难道在成国公的眼里,沈小姐便只是他的一个作品吗?
“放肆!”
眼看着两人要吵起来,江琛上前一步将沈语娇挡在身后,“国公爷,孤说了,今晚入贺府,是孤的主意,无论是孤,还是父皇母后,都对太子妃十分满意,国公爷又何必迁怒?”
太子在中间打圆场,沈伯屹倒是不好再苛责沈语娇什么,他对着江琛微微颔首:“是臣失礼。”
江琛将人护在身后,对着沈伯屹道:“既然国公爷不愿告知埋伏之人的身份,那孤便先带着太子妃先行离开了,告辞。”
两人正转身欲离开,便听得沈伯屹在身后说道:“今夜天色已晚,殿下不如歇在沈府,府外怕是不甚安全。”
“也好,”江琛感受到手心传来的信号,朗声道:“那便叨扰了。”
侍候梳洗的小丫鬟退了出去,屋内只剩下两人,沈语娇这才将刚刚更衣时藏起来的信件拿出来,江琛见她如此鬼鬼祟祟的模样,不免好笑:“屋里就剩我一个了,你这是在躲着谁?”
“那也得小心些,”沈语娇踮着脚走回床榻,将两叠信合到一起:“江南这地方,表面看起来平静,实际上哪哪都不安全。”
“那你还要留在国公府?”
沈语娇一边小心翼翼地拆开信封一边道:“能进沈府的机会不多,我还想再去沈小姐的书房看看。”

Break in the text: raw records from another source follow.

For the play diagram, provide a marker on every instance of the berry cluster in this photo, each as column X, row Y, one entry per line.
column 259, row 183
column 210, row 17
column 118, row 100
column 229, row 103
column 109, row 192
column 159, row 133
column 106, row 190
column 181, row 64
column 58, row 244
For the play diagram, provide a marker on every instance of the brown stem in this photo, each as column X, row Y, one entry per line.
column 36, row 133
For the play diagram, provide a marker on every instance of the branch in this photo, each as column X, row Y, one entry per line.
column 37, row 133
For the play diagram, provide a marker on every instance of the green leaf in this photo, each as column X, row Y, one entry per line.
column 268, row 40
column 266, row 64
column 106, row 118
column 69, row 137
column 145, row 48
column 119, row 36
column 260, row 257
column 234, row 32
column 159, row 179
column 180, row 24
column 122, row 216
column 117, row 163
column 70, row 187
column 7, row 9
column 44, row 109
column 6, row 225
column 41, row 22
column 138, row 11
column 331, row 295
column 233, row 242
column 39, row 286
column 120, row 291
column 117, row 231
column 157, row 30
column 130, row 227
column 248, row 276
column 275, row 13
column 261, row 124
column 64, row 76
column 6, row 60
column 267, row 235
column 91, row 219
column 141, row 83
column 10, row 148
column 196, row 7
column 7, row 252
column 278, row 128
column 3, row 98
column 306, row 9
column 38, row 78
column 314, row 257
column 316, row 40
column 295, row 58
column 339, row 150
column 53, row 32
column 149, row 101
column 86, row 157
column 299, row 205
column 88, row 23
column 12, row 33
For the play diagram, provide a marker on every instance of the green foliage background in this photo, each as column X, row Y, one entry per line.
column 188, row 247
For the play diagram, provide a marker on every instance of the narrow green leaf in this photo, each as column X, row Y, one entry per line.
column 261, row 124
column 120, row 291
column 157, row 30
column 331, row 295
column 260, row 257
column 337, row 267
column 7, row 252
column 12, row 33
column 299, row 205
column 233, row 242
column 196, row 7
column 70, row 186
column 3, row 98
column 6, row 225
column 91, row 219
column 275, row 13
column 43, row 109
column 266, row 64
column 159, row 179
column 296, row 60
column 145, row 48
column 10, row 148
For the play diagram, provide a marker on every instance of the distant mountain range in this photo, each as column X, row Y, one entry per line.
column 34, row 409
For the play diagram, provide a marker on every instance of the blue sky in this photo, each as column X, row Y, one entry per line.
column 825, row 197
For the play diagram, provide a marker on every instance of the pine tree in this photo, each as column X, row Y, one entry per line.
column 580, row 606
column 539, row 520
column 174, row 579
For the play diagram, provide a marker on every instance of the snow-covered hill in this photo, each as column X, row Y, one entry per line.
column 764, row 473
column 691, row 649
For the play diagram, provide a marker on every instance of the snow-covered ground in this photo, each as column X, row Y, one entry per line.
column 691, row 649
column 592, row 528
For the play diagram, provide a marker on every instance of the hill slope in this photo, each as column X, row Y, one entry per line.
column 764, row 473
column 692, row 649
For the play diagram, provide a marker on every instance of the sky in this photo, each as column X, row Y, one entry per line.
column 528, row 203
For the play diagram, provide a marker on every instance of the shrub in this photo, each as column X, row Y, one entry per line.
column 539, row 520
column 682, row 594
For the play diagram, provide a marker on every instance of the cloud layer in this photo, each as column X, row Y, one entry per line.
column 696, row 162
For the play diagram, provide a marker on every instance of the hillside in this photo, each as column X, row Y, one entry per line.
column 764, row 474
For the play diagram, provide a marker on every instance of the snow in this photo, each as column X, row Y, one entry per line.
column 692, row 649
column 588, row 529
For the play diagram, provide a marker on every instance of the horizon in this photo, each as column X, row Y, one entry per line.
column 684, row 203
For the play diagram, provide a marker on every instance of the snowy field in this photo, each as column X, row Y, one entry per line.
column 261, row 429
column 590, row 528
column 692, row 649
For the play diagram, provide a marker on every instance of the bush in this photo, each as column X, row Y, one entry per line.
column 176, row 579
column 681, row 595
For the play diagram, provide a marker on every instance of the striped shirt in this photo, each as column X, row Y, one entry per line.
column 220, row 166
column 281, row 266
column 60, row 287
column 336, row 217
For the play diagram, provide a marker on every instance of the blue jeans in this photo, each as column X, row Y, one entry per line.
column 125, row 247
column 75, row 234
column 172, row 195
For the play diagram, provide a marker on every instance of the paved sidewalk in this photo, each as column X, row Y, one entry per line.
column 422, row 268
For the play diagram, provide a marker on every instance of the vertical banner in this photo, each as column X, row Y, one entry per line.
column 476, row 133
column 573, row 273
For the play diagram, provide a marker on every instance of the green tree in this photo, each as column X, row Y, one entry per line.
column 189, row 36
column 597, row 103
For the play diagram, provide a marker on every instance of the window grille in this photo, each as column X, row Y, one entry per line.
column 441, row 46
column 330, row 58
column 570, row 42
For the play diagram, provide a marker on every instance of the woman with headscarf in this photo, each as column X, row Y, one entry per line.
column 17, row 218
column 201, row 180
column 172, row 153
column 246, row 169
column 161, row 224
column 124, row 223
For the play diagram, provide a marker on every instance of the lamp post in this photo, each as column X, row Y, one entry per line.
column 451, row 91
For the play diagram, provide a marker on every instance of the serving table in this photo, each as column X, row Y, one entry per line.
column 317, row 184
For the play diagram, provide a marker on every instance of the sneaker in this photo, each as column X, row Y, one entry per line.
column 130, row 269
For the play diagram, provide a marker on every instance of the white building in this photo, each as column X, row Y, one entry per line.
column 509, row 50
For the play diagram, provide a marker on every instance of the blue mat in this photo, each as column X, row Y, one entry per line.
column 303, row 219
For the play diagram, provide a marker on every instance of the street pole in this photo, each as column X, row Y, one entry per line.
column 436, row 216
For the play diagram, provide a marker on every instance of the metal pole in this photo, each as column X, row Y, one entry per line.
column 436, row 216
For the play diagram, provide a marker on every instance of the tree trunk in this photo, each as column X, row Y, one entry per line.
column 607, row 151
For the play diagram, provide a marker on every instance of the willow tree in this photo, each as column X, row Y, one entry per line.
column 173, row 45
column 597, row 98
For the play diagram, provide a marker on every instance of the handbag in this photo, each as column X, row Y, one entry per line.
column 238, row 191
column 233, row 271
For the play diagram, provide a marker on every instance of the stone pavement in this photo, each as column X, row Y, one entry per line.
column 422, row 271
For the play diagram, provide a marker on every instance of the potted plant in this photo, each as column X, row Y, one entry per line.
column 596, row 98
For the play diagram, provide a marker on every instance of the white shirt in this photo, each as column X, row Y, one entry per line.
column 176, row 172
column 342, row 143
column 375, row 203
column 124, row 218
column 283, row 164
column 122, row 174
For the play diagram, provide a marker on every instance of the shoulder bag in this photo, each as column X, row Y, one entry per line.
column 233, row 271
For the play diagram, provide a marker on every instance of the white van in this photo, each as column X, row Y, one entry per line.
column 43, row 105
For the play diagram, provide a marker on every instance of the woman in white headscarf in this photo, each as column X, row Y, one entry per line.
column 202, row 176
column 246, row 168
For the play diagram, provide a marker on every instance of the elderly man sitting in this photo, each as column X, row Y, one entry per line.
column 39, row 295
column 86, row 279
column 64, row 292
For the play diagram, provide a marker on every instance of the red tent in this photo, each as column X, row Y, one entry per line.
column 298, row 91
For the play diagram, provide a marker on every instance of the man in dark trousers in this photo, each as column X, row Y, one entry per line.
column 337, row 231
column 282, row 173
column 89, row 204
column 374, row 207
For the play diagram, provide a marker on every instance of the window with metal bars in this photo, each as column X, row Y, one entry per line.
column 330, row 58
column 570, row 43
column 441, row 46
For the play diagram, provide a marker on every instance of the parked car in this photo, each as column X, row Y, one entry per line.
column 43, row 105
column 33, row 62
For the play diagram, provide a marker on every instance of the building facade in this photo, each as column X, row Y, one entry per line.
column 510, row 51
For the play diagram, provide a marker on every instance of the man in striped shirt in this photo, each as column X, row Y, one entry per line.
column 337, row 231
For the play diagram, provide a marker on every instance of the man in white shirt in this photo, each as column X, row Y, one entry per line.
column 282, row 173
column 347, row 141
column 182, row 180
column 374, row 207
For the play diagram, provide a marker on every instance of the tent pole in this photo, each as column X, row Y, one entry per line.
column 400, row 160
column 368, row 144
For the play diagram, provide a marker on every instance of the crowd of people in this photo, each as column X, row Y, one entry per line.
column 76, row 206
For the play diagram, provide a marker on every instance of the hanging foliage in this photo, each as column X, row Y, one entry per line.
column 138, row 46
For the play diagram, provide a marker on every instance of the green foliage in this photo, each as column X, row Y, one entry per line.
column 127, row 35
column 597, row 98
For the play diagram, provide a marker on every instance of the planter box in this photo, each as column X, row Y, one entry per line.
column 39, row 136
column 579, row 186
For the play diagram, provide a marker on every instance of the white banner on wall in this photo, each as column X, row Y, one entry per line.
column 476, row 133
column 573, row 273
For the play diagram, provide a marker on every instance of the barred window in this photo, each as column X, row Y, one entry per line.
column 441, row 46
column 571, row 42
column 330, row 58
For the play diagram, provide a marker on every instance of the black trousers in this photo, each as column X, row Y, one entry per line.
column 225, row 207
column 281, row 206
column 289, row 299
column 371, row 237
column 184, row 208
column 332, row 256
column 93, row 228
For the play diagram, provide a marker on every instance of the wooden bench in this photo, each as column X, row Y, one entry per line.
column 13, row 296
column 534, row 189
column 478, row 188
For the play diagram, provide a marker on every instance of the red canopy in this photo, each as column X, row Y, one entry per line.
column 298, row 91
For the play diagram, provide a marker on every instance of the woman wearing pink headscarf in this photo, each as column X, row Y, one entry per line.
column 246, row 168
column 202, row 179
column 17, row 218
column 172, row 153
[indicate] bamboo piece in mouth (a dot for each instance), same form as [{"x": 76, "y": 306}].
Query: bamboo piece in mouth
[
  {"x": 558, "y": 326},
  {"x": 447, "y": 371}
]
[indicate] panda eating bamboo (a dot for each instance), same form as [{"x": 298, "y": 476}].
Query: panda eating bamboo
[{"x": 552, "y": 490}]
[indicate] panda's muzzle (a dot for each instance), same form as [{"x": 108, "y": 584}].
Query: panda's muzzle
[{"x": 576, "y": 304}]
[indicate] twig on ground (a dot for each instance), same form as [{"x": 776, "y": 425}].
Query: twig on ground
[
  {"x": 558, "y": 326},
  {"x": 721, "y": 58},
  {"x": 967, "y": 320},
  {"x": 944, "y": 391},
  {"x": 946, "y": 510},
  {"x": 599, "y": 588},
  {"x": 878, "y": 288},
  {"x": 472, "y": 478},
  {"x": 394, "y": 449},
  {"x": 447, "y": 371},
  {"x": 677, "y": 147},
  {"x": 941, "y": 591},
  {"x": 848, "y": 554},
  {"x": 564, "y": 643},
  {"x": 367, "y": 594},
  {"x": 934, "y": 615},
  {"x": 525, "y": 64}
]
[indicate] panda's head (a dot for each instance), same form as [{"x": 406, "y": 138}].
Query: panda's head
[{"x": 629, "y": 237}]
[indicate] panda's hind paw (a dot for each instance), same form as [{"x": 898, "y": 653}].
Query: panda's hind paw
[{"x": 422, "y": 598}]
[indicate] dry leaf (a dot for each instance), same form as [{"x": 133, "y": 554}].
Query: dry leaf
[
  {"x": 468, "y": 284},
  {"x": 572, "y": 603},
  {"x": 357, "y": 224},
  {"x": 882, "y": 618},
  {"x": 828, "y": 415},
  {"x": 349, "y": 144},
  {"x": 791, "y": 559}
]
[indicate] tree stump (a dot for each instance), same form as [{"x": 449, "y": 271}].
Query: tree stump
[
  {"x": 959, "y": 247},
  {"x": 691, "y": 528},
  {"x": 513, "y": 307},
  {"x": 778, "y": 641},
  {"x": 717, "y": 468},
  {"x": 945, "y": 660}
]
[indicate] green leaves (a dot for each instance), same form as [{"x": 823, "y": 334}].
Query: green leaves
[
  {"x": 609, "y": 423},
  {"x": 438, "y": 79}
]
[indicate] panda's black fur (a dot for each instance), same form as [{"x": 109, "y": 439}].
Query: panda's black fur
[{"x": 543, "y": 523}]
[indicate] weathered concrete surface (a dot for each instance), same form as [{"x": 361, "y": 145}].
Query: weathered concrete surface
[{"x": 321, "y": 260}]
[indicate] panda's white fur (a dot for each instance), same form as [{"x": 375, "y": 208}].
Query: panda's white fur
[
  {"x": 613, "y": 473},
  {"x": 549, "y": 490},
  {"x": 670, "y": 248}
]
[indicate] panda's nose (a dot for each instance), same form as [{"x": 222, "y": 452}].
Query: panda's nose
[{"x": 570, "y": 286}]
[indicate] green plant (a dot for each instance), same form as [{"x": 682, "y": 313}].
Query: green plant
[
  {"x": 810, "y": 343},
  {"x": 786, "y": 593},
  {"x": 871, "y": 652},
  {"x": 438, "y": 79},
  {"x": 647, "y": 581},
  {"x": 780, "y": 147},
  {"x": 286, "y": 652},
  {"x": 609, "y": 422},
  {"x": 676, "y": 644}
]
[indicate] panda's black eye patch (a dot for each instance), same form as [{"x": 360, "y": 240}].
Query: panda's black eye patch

说着,她从信中取出信纸交给江琛,转头又去拆另一封,如此这般重复十几次,两人才开始借着微弱的烛光研究起来。
可这信上的内容,两人只看了一遍,心中便是大骇,江琛摩挲着那信纸上的暗纹,心中怒意已有滔天之势,沈语娇这会心中也不大好过,她将信纸从江琛手中取回,忍不住叹息:“怪不得贺将军一定要将这些证据拿到手。”